Chapter I: Introducing Silverlight

Posted by Apress Free Book | Silverlight December 04, 2008
Tags: silverlight
If you are already a .NET developer, you will be in familiar territory after learning XAML and its features. The correspondence of XAML to classes in .NET is a major strength, and the tool support built around XAML for designers and developers is strong and growing.

For the purpose of the examples in this book, it does not matter if you use a web site or a web application project; however, web application projects are better for eventual deployment since they contain a project file suitable for MSBuild.

Click OK, and the Solution Explorer will show two projects: the Silverlight application (SilverlightApplication1) and the web site supporting it (SilverlightApplication1_Web). If you now build the application, the Silverlight application is built to a XAP file that is automatically copied to the ClientBin folder within the web site. This XAP file contains the Silverlight application and will be downloaded by the client when it visits the web site.

If you now start the development server in Visual Studio (by pressing F5 or Ctrl+F5), you will see the Silverlight application start. If, however, you create a new web site in IIS, point the document root to SilverlightApplication1_Web, and navigate to this site, you will get a 404 error when trying to load the Silverlight application in your browser. What's going on? IIS must know about the new file extension .xap. You accomplish this by adding a new MIME type to either the root of IIS or to the specific web site you created. The file extension is .xap and the MIME type is application/x-silverlight-app.

Now let's take a look at Expression Blend, a tool used to lay out user interface controls and create animations in WPF and Silverlight. Without closing Visual Studio, start Blend, go to File>>Open>>Project/Solution, and navigate to the solution file created in Visual Studio (in C:\book\examples\SilverlightApplication1 if you used the same directory structure).

The top-right portion of Blend is devoted to managing the project files (like the Solution Explorer in Visual Studio); properties for various user interface elements; and resources, which include style templates, and animation storyboards, stored in XAML. Double-click Page.xaml to open this XAML page in the designer (see Figure 1-3).

Figure 1-3. The Project Property pane in Expression Blend

Along the left side of the Blend screen is the toolbox.
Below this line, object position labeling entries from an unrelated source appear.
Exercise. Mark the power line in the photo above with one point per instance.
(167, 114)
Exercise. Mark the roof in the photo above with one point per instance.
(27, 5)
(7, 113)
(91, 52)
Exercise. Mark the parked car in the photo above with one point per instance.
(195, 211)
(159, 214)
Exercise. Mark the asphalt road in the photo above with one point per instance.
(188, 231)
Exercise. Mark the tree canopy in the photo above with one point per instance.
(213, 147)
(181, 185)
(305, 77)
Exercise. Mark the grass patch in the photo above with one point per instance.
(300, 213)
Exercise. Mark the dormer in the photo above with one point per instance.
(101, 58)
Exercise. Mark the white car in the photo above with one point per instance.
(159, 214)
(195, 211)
This provides access to both layout and input controls, and several tools used to modify the user interface, such as a paint bucket and a transform tool for brushes. Hold down the left mouse button when selecting any icon with a white triangle in the lower-right-hand corner and more tools will expand from it.

Figure 1-4 shows an example when clicking the Button icon (which looks like a mouse cursor hovering over a rounded rectangle).

Figure 1-4. The control toolbox in Expression Blend

The Objects and Timeline area to the immediate right of the toolbox provides a place to create and manage animation storyboards, but more importantly for us right now, it shows the object hierarchy in XAML. After creating our application, we see [UserControl] and LayoutRoot. Click [UserControl] to highlight it and then click Properties in the top-right portion of the screen. The control with the gray highlight is the control that shows up in the Properties pane (see Figure 1-5).